6.1 Executive summary

Our goal was to verify the possibility of automating default prediction by a machine learning model. Default is the situation in which a client stops paying the loan back to the bank.
We decided to use the bank’s average profit on a single loan as our model selection metric. Our final model, Multi-Layered Perceptron, obtained an average profit of 334 PLN (69% of maximum profit) compared to the random model raising 266 PLN (55% of maximum profit).
Based on the model’s explanations and the fact that it highly focuses on pharmacy expenses, we hypothesise that our model may have problems with fairness (with respect to health and gender), which must be fixed before using it in production.
After explanations’ verification with potential users of the model, we observed that users prefer to see approximately 4 explanations on being denied a loan before they feel the information overload.

6.2 Introduction

Imagine a young girl, Catherine, age 25, who has just left college and started her first job as a software developer. She’s earning 3000 USD monthly, spending around 50 USD in discount stores, 100 USD on clothes and 500 USD in restaurants.

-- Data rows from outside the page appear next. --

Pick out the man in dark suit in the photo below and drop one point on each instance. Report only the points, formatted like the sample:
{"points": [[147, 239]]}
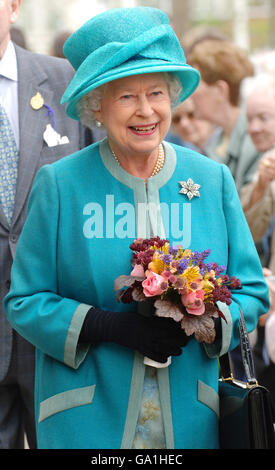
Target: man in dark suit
{"points": [[31, 86]]}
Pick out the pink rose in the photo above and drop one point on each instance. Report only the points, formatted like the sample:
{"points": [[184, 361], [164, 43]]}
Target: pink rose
{"points": [[138, 271], [193, 302], [153, 284]]}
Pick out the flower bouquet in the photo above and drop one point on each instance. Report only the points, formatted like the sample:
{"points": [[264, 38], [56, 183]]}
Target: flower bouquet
{"points": [[179, 283]]}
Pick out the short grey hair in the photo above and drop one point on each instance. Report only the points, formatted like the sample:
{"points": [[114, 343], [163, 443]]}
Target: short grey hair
{"points": [[90, 102]]}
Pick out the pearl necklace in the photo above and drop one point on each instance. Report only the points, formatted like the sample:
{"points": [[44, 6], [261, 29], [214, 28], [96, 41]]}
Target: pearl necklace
{"points": [[159, 163]]}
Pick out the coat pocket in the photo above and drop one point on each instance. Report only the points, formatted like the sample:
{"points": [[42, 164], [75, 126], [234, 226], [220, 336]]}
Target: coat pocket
{"points": [[66, 400], [208, 396]]}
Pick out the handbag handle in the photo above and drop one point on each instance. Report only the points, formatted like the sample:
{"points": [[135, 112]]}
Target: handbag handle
{"points": [[247, 357]]}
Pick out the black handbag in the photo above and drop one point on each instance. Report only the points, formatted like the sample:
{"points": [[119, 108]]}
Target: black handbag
{"points": [[246, 408]]}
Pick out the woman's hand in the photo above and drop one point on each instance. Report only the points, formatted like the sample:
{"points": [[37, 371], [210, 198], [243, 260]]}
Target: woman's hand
{"points": [[154, 337]]}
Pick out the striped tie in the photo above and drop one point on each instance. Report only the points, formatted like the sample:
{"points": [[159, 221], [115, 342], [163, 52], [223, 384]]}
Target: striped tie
{"points": [[8, 165]]}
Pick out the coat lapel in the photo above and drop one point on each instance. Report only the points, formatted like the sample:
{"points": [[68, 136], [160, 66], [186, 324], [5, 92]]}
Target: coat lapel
{"points": [[32, 124]]}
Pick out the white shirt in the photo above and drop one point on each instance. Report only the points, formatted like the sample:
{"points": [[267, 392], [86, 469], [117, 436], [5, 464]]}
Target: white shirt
{"points": [[9, 88]]}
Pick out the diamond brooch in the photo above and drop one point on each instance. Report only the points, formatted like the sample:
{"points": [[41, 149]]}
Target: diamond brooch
{"points": [[190, 188]]}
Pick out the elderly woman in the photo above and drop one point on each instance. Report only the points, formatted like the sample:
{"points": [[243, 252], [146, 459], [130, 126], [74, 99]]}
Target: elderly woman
{"points": [[193, 132], [223, 67], [258, 197], [93, 389]]}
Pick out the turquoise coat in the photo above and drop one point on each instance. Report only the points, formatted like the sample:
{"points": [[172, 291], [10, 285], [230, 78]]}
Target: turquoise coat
{"points": [[84, 211]]}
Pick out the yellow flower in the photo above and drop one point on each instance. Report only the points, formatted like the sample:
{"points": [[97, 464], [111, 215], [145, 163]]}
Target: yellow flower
{"points": [[207, 287], [157, 265]]}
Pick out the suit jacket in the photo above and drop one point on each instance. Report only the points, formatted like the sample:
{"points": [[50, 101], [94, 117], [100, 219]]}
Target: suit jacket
{"points": [[68, 260], [49, 76]]}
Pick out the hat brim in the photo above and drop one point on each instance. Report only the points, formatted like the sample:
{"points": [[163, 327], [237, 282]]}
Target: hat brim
{"points": [[188, 76]]}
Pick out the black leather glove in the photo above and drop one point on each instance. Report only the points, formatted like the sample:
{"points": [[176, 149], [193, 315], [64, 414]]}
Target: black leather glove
{"points": [[154, 337]]}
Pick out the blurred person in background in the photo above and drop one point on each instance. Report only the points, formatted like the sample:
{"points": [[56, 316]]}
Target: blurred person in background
{"points": [[258, 201], [18, 37], [258, 197], [223, 66], [58, 43], [31, 86], [193, 132]]}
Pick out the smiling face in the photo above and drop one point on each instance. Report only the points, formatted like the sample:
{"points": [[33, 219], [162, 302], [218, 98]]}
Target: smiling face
{"points": [[136, 113], [260, 110]]}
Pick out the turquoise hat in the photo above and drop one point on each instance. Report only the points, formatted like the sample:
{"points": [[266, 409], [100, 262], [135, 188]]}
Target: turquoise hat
{"points": [[122, 42]]}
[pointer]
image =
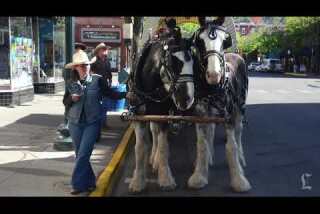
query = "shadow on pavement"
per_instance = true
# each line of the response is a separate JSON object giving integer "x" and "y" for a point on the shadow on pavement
{"x": 282, "y": 75}
{"x": 281, "y": 143}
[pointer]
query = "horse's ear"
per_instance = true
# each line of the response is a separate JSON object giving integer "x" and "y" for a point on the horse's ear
{"x": 220, "y": 20}
{"x": 202, "y": 21}
{"x": 171, "y": 23}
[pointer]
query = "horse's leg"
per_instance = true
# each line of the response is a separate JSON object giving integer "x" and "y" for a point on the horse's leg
{"x": 239, "y": 182}
{"x": 211, "y": 135}
{"x": 199, "y": 178}
{"x": 138, "y": 181}
{"x": 165, "y": 178}
{"x": 238, "y": 132}
{"x": 154, "y": 153}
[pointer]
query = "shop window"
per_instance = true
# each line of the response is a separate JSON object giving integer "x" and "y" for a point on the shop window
{"x": 46, "y": 49}
{"x": 21, "y": 48}
{"x": 35, "y": 55}
{"x": 59, "y": 40}
{"x": 4, "y": 53}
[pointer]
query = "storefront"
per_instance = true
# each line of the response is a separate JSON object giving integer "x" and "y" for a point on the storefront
{"x": 50, "y": 47}
{"x": 16, "y": 53}
{"x": 32, "y": 57}
{"x": 94, "y": 30}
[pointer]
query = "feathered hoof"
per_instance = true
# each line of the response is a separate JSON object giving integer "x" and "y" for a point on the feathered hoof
{"x": 197, "y": 181}
{"x": 167, "y": 184}
{"x": 240, "y": 184}
{"x": 136, "y": 185}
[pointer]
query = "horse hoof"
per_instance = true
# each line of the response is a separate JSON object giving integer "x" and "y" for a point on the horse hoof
{"x": 197, "y": 181}
{"x": 168, "y": 184}
{"x": 136, "y": 186}
{"x": 240, "y": 184}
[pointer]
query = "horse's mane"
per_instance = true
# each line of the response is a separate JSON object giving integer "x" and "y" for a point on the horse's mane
{"x": 141, "y": 62}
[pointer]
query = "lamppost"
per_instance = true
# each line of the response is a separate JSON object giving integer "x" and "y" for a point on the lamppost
{"x": 63, "y": 140}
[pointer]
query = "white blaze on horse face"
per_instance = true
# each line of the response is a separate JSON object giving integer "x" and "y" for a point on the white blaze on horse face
{"x": 213, "y": 73}
{"x": 187, "y": 68}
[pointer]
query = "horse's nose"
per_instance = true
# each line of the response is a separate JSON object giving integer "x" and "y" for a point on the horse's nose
{"x": 213, "y": 77}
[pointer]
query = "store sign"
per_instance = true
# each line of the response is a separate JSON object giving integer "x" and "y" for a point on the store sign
{"x": 100, "y": 35}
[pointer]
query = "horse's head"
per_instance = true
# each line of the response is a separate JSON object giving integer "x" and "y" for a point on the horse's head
{"x": 180, "y": 67}
{"x": 211, "y": 40}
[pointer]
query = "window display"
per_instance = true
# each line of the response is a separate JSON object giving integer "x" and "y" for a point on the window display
{"x": 35, "y": 54}
{"x": 46, "y": 50}
{"x": 4, "y": 53}
{"x": 59, "y": 39}
{"x": 21, "y": 52}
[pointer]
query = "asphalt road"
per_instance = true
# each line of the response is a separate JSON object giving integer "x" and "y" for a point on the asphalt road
{"x": 281, "y": 144}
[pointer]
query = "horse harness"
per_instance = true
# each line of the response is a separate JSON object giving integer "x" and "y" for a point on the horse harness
{"x": 168, "y": 76}
{"x": 221, "y": 96}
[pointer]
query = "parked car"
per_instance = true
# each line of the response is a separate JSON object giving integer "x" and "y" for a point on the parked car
{"x": 271, "y": 65}
{"x": 253, "y": 65}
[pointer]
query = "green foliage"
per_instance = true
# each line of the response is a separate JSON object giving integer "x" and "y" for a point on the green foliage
{"x": 298, "y": 31}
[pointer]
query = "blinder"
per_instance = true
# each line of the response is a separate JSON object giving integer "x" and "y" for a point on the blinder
{"x": 169, "y": 76}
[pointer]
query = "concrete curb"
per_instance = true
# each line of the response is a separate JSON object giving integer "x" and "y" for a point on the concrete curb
{"x": 106, "y": 178}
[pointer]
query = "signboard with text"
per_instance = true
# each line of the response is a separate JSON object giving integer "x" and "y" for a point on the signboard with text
{"x": 100, "y": 35}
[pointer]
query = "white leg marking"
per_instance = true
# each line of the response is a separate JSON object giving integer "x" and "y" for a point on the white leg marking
{"x": 137, "y": 183}
{"x": 155, "y": 133}
{"x": 165, "y": 178}
{"x": 199, "y": 178}
{"x": 238, "y": 132}
{"x": 239, "y": 183}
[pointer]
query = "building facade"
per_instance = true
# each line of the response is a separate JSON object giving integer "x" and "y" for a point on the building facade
{"x": 32, "y": 57}
{"x": 94, "y": 30}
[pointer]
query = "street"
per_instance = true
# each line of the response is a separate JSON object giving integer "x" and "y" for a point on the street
{"x": 281, "y": 145}
{"x": 29, "y": 164}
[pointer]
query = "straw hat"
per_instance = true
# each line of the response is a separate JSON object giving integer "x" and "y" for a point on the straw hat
{"x": 101, "y": 46}
{"x": 79, "y": 58}
{"x": 80, "y": 45}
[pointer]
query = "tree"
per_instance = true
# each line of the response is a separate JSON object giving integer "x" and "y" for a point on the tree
{"x": 187, "y": 29}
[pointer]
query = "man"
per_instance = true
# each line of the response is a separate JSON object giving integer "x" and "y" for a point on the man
{"x": 84, "y": 120}
{"x": 70, "y": 76}
{"x": 101, "y": 65}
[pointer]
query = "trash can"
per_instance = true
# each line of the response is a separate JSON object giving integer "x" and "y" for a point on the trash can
{"x": 120, "y": 105}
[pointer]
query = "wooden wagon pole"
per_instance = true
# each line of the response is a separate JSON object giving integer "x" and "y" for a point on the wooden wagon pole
{"x": 167, "y": 118}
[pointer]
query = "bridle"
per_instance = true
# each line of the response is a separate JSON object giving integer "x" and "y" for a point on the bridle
{"x": 203, "y": 56}
{"x": 168, "y": 76}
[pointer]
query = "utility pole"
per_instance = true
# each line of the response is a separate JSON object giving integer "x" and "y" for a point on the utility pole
{"x": 69, "y": 30}
{"x": 63, "y": 141}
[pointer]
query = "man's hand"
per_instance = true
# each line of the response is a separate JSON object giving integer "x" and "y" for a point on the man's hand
{"x": 75, "y": 98}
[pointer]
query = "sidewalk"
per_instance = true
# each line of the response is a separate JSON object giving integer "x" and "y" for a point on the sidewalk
{"x": 29, "y": 166}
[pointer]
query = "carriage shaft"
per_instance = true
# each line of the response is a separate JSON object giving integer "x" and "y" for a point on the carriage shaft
{"x": 167, "y": 118}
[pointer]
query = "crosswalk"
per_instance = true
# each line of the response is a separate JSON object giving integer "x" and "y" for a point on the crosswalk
{"x": 284, "y": 91}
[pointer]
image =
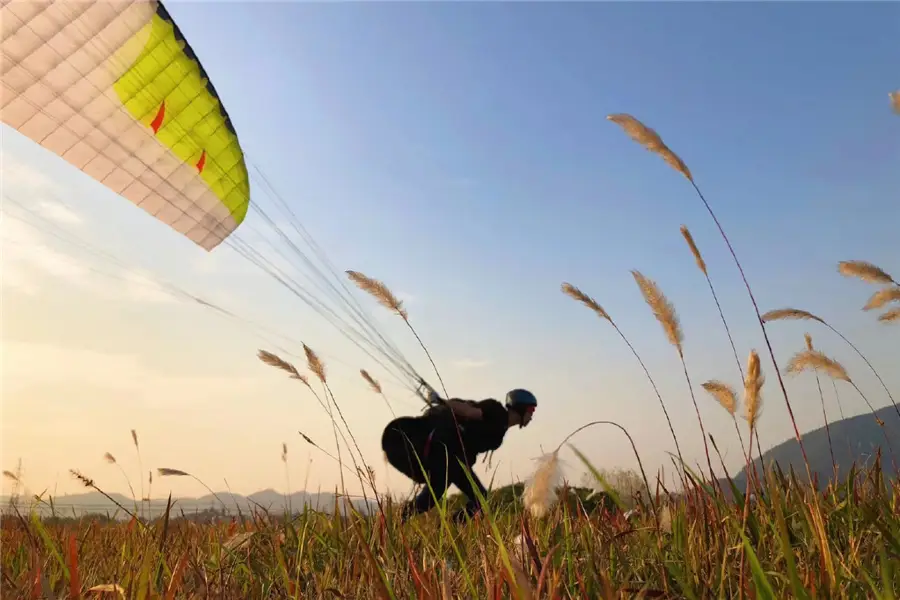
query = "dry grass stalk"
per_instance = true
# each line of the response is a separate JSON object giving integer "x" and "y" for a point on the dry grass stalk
{"x": 793, "y": 313}
{"x": 809, "y": 347}
{"x": 694, "y": 250}
{"x": 540, "y": 492}
{"x": 662, "y": 309}
{"x": 376, "y": 387}
{"x": 273, "y": 360}
{"x": 108, "y": 588}
{"x": 649, "y": 139}
{"x": 379, "y": 291}
{"x": 753, "y": 383}
{"x": 573, "y": 292}
{"x": 815, "y": 360}
{"x": 723, "y": 393}
{"x": 167, "y": 472}
{"x": 865, "y": 271}
{"x": 891, "y": 316}
{"x": 314, "y": 363}
{"x": 883, "y": 297}
{"x": 781, "y": 314}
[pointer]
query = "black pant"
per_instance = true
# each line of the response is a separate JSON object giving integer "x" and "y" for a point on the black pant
{"x": 406, "y": 438}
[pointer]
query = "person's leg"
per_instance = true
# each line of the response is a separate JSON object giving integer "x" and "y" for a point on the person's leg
{"x": 401, "y": 443}
{"x": 436, "y": 465}
{"x": 460, "y": 479}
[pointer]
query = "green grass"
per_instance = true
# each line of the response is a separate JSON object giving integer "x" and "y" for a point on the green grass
{"x": 577, "y": 551}
{"x": 796, "y": 541}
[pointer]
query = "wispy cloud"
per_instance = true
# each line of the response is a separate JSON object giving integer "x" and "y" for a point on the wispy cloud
{"x": 25, "y": 248}
{"x": 32, "y": 366}
{"x": 470, "y": 363}
{"x": 56, "y": 211}
{"x": 29, "y": 258}
{"x": 24, "y": 177}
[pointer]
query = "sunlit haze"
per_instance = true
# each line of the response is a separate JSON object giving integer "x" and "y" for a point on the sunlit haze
{"x": 461, "y": 154}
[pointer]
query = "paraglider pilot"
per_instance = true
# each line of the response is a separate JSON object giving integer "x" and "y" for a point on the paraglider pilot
{"x": 449, "y": 432}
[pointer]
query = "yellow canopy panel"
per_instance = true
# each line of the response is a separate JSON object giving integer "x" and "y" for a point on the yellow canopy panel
{"x": 114, "y": 88}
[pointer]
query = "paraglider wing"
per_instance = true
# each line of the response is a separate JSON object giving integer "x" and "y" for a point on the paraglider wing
{"x": 115, "y": 89}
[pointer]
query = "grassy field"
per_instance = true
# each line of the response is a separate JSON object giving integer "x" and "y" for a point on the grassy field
{"x": 794, "y": 540}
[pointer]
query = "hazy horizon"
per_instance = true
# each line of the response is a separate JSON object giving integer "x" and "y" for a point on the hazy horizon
{"x": 441, "y": 149}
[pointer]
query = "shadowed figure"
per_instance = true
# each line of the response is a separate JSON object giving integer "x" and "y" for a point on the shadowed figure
{"x": 432, "y": 446}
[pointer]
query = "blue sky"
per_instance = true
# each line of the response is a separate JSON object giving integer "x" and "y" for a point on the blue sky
{"x": 461, "y": 153}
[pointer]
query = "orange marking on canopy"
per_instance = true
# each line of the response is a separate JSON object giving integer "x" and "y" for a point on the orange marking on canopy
{"x": 158, "y": 119}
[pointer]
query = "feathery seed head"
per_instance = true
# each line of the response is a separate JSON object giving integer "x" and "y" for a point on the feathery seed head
{"x": 662, "y": 309}
{"x": 815, "y": 360}
{"x": 865, "y": 271}
{"x": 575, "y": 293}
{"x": 540, "y": 491}
{"x": 649, "y": 139}
{"x": 84, "y": 479}
{"x": 891, "y": 316}
{"x": 379, "y": 291}
{"x": 790, "y": 313}
{"x": 694, "y": 250}
{"x": 273, "y": 360}
{"x": 753, "y": 383}
{"x": 883, "y": 297}
{"x": 376, "y": 387}
{"x": 723, "y": 393}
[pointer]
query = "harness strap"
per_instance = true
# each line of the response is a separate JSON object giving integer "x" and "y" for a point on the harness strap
{"x": 427, "y": 450}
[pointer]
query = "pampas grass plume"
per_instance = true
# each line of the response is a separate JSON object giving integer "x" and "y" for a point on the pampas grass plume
{"x": 540, "y": 492}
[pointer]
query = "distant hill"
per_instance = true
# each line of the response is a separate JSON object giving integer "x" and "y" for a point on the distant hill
{"x": 77, "y": 505}
{"x": 856, "y": 439}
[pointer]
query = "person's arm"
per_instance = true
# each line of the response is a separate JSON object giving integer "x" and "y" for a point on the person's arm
{"x": 465, "y": 409}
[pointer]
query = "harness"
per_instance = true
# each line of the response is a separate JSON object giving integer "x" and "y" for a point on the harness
{"x": 426, "y": 450}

Would you give Catherine a small, 1000 USD loan for a new phone?

You may think - her situation looks fine. Or maybe you can’t make the choice based only on the information given.

But what if we told you, that amongst those few features there’s already one which guarantees us that Catherine won’t pay her loan back? Would it be true or would you find one based on your own biases?

No matter the answer, this short story introduces us to so-called default, ie. the situation in which a client stops paying their loan back to the bank. Increased default rate may result in unnecessary losses for the bank, while properly filtering out such clients can increase bank’s profit.

In order to avoid defaulting clients, credit officers thoroughly investigate prospects’ income sources and expenses. Such a process may be long and tedious but, due to the fact that it is a very isolated and well-defined task, it is in theory automatable by a machine learning system (which is also proven by existing tools in this area). An automation like this can be not only beneficial for the bank, to help their credit officers in making the right decisions, but also make the process of giving the loan faster and smoother for the client.

In this project, thanks to the data provided by one of the large Polish banks, we had the opportunity to explore:

is predicting default based on income and expenses possible using a machine learning system?
what factors, according to the model, contribute the most to a client defaulting on the loan?
are we able to distinguish between random and correct explanations justifying loan rejection when the number of information increases?

From the Data Scientist stance, our work involved exploring the data, creating the model and defining business metrics to validate it, exploring the model through explainability lenses and creating a survey to validate their quality. Such order and process is also preserved in the structure of the following report.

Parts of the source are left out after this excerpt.